Structuring inventory

Hi,

I am just starting with Ansible and have questions on how to better structure my inventory file(s).

Here is what I have:

Multiple hosts, assigned to different environments.

test1 → host1, host2, host3
test2 → host4, host5, host6

On each of those hosts I have multiple users, that used to run various software components and such users have to be configured differently.

I’ve put this to inventory like this:

[test1-host1]
test1-host1-user1 ansible_ssh_user=user1
test1-host1-user2 ansible_ssh_user=user2

[test1-host1:vars]
ansible_ssh_host=host1_name

[test1-host2]
test1-host2-user3 ansible_ssh_user=user3
test1-host2-user4 ansible_ssh_user=user4

[test1-host2]
ansible_ssh_host=host2_name

Am I doing my inventory right?

Regards,
Aleksey Maksimov

Tyipcially you wouldn’t create different host records just to connect to them as different users, but would specify this as “-u” to the playbook execution.
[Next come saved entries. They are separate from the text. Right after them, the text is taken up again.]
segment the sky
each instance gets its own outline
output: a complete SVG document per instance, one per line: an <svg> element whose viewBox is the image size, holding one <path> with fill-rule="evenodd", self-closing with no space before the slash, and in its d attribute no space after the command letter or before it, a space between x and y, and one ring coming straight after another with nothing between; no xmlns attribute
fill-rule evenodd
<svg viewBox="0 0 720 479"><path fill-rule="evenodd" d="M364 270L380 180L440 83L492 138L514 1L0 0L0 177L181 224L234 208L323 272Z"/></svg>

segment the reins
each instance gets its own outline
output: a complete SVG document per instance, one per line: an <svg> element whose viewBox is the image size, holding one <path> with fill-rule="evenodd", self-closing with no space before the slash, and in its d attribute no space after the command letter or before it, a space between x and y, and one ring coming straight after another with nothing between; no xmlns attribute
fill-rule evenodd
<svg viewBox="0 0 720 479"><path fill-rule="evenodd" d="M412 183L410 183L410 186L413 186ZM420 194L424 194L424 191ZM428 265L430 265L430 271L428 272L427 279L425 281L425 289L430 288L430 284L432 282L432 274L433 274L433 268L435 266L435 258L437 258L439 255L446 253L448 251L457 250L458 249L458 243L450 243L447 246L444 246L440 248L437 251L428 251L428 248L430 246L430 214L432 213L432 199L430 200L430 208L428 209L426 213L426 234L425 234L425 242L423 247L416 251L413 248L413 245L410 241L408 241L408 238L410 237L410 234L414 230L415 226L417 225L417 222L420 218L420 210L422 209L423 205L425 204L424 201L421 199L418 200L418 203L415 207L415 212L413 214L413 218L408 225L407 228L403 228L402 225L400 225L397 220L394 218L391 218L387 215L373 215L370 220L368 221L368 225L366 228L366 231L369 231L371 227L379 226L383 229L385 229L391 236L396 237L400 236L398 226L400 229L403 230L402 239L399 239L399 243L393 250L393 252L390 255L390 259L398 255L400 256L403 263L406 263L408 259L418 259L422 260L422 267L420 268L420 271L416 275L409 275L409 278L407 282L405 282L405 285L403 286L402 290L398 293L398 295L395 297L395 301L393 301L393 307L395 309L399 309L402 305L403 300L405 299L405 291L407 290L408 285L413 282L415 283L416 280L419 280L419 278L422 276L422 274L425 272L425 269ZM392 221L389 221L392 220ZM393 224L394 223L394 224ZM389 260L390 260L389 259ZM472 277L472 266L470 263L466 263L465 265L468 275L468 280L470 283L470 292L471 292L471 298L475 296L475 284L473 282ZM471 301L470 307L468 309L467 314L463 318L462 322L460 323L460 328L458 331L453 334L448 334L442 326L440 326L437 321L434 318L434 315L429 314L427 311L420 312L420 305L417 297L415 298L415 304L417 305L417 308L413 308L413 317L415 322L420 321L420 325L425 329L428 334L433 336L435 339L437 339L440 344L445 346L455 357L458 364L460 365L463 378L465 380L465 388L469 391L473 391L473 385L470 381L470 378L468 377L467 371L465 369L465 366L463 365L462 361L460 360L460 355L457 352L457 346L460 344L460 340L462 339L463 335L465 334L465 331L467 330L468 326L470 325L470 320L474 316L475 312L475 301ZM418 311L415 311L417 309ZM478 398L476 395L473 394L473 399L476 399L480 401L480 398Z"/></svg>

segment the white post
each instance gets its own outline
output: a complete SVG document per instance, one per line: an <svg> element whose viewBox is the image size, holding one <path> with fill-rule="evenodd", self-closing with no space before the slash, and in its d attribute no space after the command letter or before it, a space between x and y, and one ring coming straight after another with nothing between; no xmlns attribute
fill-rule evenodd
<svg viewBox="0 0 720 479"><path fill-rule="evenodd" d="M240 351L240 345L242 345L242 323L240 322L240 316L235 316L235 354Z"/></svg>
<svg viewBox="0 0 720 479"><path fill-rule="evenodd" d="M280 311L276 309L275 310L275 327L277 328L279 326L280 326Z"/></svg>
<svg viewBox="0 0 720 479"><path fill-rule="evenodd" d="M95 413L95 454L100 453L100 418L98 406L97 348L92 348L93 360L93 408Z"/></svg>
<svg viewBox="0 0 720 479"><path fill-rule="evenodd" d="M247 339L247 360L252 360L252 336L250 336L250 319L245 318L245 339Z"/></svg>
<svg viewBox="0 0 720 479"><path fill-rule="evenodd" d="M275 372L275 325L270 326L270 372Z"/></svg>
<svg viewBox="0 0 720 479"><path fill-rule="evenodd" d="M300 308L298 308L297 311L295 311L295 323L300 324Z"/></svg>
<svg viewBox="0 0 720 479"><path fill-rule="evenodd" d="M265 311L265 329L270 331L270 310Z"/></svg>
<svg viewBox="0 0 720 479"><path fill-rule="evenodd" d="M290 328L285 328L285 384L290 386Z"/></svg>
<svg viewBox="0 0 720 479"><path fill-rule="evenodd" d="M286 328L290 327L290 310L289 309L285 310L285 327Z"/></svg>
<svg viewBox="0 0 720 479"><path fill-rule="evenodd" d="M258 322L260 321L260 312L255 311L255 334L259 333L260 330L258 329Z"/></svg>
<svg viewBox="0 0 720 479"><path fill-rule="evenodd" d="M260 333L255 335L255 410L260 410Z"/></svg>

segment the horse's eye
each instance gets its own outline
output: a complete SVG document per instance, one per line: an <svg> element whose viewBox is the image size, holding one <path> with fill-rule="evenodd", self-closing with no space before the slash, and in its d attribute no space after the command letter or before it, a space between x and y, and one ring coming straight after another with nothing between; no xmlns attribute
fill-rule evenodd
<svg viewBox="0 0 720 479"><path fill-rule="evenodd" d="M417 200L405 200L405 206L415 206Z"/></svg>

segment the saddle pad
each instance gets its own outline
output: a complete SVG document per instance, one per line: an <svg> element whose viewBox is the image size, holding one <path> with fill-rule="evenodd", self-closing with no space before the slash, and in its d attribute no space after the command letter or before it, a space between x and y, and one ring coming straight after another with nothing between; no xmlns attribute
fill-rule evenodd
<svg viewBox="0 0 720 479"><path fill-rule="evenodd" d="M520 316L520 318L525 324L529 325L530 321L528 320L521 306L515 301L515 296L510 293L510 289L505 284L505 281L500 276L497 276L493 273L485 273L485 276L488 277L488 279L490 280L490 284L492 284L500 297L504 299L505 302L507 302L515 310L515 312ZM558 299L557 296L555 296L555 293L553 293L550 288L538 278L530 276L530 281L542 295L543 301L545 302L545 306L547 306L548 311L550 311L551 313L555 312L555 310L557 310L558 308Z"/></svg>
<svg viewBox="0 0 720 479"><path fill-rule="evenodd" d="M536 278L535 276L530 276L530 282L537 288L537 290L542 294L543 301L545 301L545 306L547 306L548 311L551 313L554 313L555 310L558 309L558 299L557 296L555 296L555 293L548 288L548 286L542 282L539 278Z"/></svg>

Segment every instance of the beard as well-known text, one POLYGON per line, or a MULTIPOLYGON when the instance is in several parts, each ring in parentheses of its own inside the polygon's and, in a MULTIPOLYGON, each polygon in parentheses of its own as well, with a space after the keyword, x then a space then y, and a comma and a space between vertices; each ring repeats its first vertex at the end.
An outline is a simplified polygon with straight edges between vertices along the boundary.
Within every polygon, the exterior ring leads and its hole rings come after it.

And while you can keep variables inline with “:vars”, I would generally recommend group_vars/ and host_vars/ files for nearly everyone, they are cleaner
and can also help represent structured data.

It’s definitely fine to set ansible_ssh_user there, but having hte “-user” as part of the host name is a bit unusual.

Also if you have different environments that are not managed together, I usually recommend seperate inventory files for them, keeps it simpler in most cases.

I don’t know that there is a right or wrong way to do inventory, but I wouldn’t do it like that. :slight_smile:

Given that you have two environments that might be two groups… But if there is nothing in common between the hosts in an environment then that may not be the case.

I would take your hosts and see what they have in common…

If for example you have two web servers, four application servers and two of your application servers also run databases then that looks like three clear groups…

[Web]
host1
host2

[App]
host3
host4
host5
host6

[DB]
host5
host6

If the environments share some things but are different for some things then you might also want environment groups

[test1]
host1
host3
host5

[test2]
host2
host4
host6

… Then use the group_vars files to set the variables that you want ansible to apply.

I hope that this helps,

Adam

Tyipcially you wouldn’t create different host records just to connect to them as different users, but would specify this as “-u” to the playbook execution.

That way if I need to do something for all users in all hosts in the environments, I would have to execute playbooks manually per each user. This kind of defeats the purpose of automation in my mind.

And while you can keep variables inline with “:vars”, I would generally recommend group_vars/ and host_vars/ files for nearly everyone, they are cleaner
and can also help represent structured data.

I understand that and just find it easier to have vars in the same file and format as inventory. Need to get used to switching between yaml and property files. :slight_smile:

It’s definitely fine to set ansible_ssh_user there, but having hte “-user” as part of the host name is a bit unusual.

Also if you have different environments that are not managed together, I usually recommend seperate inventory files for them, keeps it simpler in most cases.

Yes, I already do that, not pointed out for the sake of simpicity.